Cote d'Ivoire (Elfenbeinküste)

Politischer Hintergrund

Ungeachtet der im Januar 2003 unter der Schirmherrschaft Frankreichs unterzeichneten Friedensabkommen in Marcoussis bleibt das Land in zwei streitende Gruppen gespalten: den Norden unter der Kontrolle der ‘Rebellen’ (neue Streitkräfte) und der von regierungstreuen Truppen kontrollierte Süden. Der im Mai 2003 unterzeichnete Waffenstillstand wird von einem bedeutenden internationalen Apparat aufrecht-erhalten.
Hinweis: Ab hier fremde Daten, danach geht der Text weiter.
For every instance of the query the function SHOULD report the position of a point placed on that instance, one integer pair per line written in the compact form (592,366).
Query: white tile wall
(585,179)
Seit dem Abzug der Europäer im November 2004 ist es mit den wirtschaftlichen Aktivitäten bergab gegangen - gefolgt von einer dramatischen Arbeitslosigkeit und Verarmung der Bevölkerung.

Kindersterblichkeit 102‰
Lebenserwartung 41,2

Profitierende Bevölkerung
Projekt 1: direkt 2 500 / indirekt 25 000
Projekt 2: direkt 120 000 / indirekt 300 000

Personal
Projekt 1: lokal 31
Projekt 2: intern. 3 / lok. 49

Finanzierung
Projekt 1. MdM, UBS, EU
Projekt 2: ECHO

Budget 2004
Projekt 1: 119 143 Euro
Projekt 2: 385 887 Euro

 

Projekte

Betreuung der Minderjährigen in Abidjan

Der Einsatz bei den Jugendlichen seit 1996 verfolgt einen doppelten Zweck: Primärgesundheitliche Versorgung und Resozialisation.
Die Vorhaben beinhalten
- das Angebot zur primärgesundheitlichen Betreuung der Kinder auf der Strasse und im medizinischen Zentrum von Treichville
- den Resozialisationsprozess der Kinder
- Maßnahmen zur Verbesserung der Lebensbedingungen der Jugendlichen im Gefängnis von Abidjan, Förderung ihrer Resozialisation und Verstärkung der technischen Kapazitäten des Erziehungspersonals
- Sonderaktionen zur Verhütung von HIV und übertragbaren sexuellen Infektionen

Weitere Zukunft: Als Folge von Unruhen ist der Einsatz im Januar 2003 unterbrochen und das internationale Personal evakuiert worden. Der Prozeß des Rückzugs aus diesem Programm ist seit Monaten im Gange. Die lokale private Hilfsorganisation Mesad betreut gegenwärtig alle Vorhaben des Programms.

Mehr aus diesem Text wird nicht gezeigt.